The San Antonio Spurs don't need much, and with just one player (Tiago Splitter) under contract for more than two years, it's not like they need to open up any long-term flexibility either.
But the Spurs also have a glut of talent at the point guard spot, which means they can spare Cory Joseph in exchange for another shooter to help space the floor. Tony Parker is as good as ever, and Patty Mills has firmly taken hold of the backup minutes by improving drastically over the offseason.
With Manu Ginobili also capable of running the offense, that leaves Joseph as the odd man out, which is a shame because the third-year guard from Texas can actually play. In fact, he'd immediately become the best healthy point guard on the Los Angeles Lakers.
L.A. would love to get its hands on a young, promising asset at the point, and if it only had to surrender one of its many wings to get the deal done, all the better. Pack your bags, Jodie Meeks; you're headed for a title run!
San Antonio loves to have as many shooters available as possible for its penetrate-and-pitch offense, and Meeks is a career 37 percent shooter from deep. This season, he's hitting better than 40 percent of his attempts from beyond the arc.
Like I said, San Antonio doesn't need much. But by digging into its point guard depth, it could add the one thing no contender can ever have enough of: Shooting.
Way back in October, B/R's own Andy Bailey noted that the Denver Nuggets' acquisition of Nate Robinson created something of a logjam at the point. With Ty Lawson and Andre Miller already on the roster, the Robinson signing was a little curious.
Defensively, all three are too small to check opposing wings. And with a career three-point percentage of 21, Miller is a terrible outside shooter to boot. ... Considering those things, it follows that the Nuggets could move their veteran playmaker in exchange for a defensive specialist on the wing.
Attention, Nuggets (and Andy); I give you your defensive specialist on the wing. His name is Thabo Sefolosha and defense is all he does.
Really, though, this is all a roundabout way of getting back to the real contender in this scenario, the Oklahoma City Thunder.
As you may have heard, OKC is going to be without Russell Westbrook until the All-Star break, which means it could use somebody with a little experience to back up Reggie Jackson at the point. And yes, I'm aware Derek Fisher is on the roster, but I suspect Oklahoma City would like somebody who can do more than deliberately collide with defenders to run the second unit.
Miller can still back down almost anybody, throws sweet lobs and absolutely never gets hurt. Basically, he's a massive upgrade over Fisher, and would probably continue to see minutes even after Westbrook returns.

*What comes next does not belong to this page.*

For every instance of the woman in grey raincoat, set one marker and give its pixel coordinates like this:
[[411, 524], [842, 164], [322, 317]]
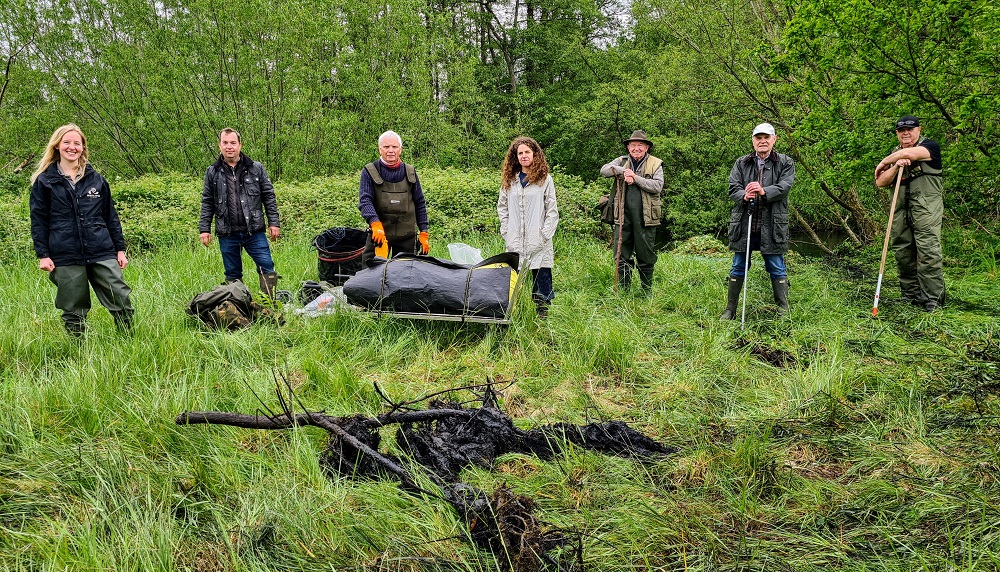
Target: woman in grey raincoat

Plus, with Jeremy Lamb looking more and more like a guy who deserves a starting spot, Sefolosha is finally expendable.
The Portland Trail Blazers have no trouble scoring, but they currently rank 22nd in the league in defensive efficiency, per NBA.com. If they can't correct that issue, their title-chasing dreams will disappear quicker than a Damian Lillard crossover.
Kosta Koufos isn't much of an offensive weapon, but he proved his defensive worth with the Nuggets last season, and he'd give the Blazers some added stopping power where they need it most.
See, Portland's new-wave defensive scheme focuses on limiting opponents' three-point looks. That's a noble aim, but it has come at the cost of a ton of paint points. Closing out on shooters and almost never doubling in the post leads to easy chances from close range. It's a natural trade-off.
Robin Lopez is a passable interior defender, and he's done well this year given the circumstances. Koufos would be a big help whether he played ahead of or behind Lopez. He's a proven stopper.
To get him, Portland would have to surrender some young, cheap talent. Meyers Leonard was a lottery pick a year ago, but he's still remarkably raw. And C.J. McCollum hasn't played a minute this year because of a broken foot, but he'd represent a very enticing option for a Grizzlies team that desperately needs offensive punch from its guards.
Memphis has to get younger and Portland needs a better defense to contend. Win-win.